By combining PT-Informer with a neural network, the strengths of both methods can be leveraged to achieve better performance in fault detection. PT-Informer can effectively reduce the dimensionality of high-dimensional data while preserving most of the information, thus simplifying the input for the neural network. Meanwhile, the neural network can capture the complex relationships between features and fault types that may not be easily extracted by PT-Informer alone.

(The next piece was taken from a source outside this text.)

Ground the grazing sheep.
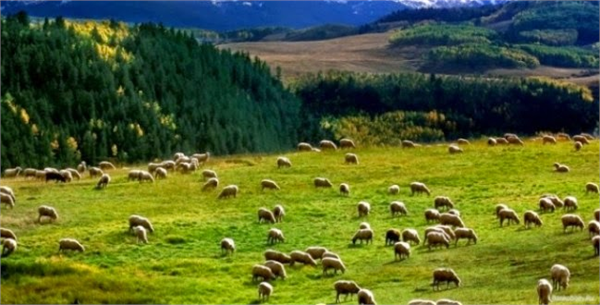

In Figure 12, the confusion matrix illustrates the true and predicted labels, with the numbers in each cell representing the corresponding predicted probabilities. By comparing the confusion matrix diagrams of the PT-Informer and GRU models, it is evident that the PT-Informer model demonstrated superior classification performance in fault diagnosis. The confusion matrices of GRU and PT-Informer used SVC and CNN classifiers, respectively, because PT-Informer has better prediction effect than GRU, so it can generate more accurate data sets, so when using confusion matrix, PT-Informer had a better classification effect. The CNN classifier also had a better classification effect than the SVC classifier. The PT-Informer framework enhanced the fault classification accuracy of nuclear steam turbine rotors from 96.6% to 98% and from 97.4% to 99.6% for different fault types. Furthermore, PT-Informer achieved a perfect classification accuracy of 100% for Type-a faults, Type-C faults, and Fault-e, highlighting its effectiveness in accurately identifying and classifying these specific fault types.

4. Conclusions

This paper presented a novel approach utilizing the PT-Informer framework to learn rotor vibration signals for fault diagnosis and prediction in nuclear steam turbine systems, enabling early detection and diagnosis of potential failures. For the five common faults of nuclear steam turbines, the PT-Informer framework was capable of extracting fault features directly from raw vibration signals, enabling fault detection and fault classification. The results showed that the framework can accurately realize the fault detection and fault classification of nuclear steam turbines. By comparing the prediction performance of the PT-Informer framework with that of the other current advanced models, the superiority of the proposed method over the other advanced models was demonstrated through the analysis of time series prediction graphs and various model performance indicators. Experimental results on a nuclear steam turbine rotor showed that PT-Informer outperformed the traditional GRU model, with a 4.94% improvement in R2 performance for prediction. Furthermore, PT-Informer enhanced the fault classification accuracy from 96.6% to 98% compared to the conventional model. PT-Informer showed significant improvements in prediction performance and fault classification accuracy compared to traditional approaches. While we successfully applied the PT-Informer framework to nuclear steam turbine fault diagnosis and prediction, there remains a question of whether its effectiveness extends to other devices or sensors. In the future, further investigation will be conducted to explore the applicability of the proposed method in various domains, including wind turbines, aero engines, and more.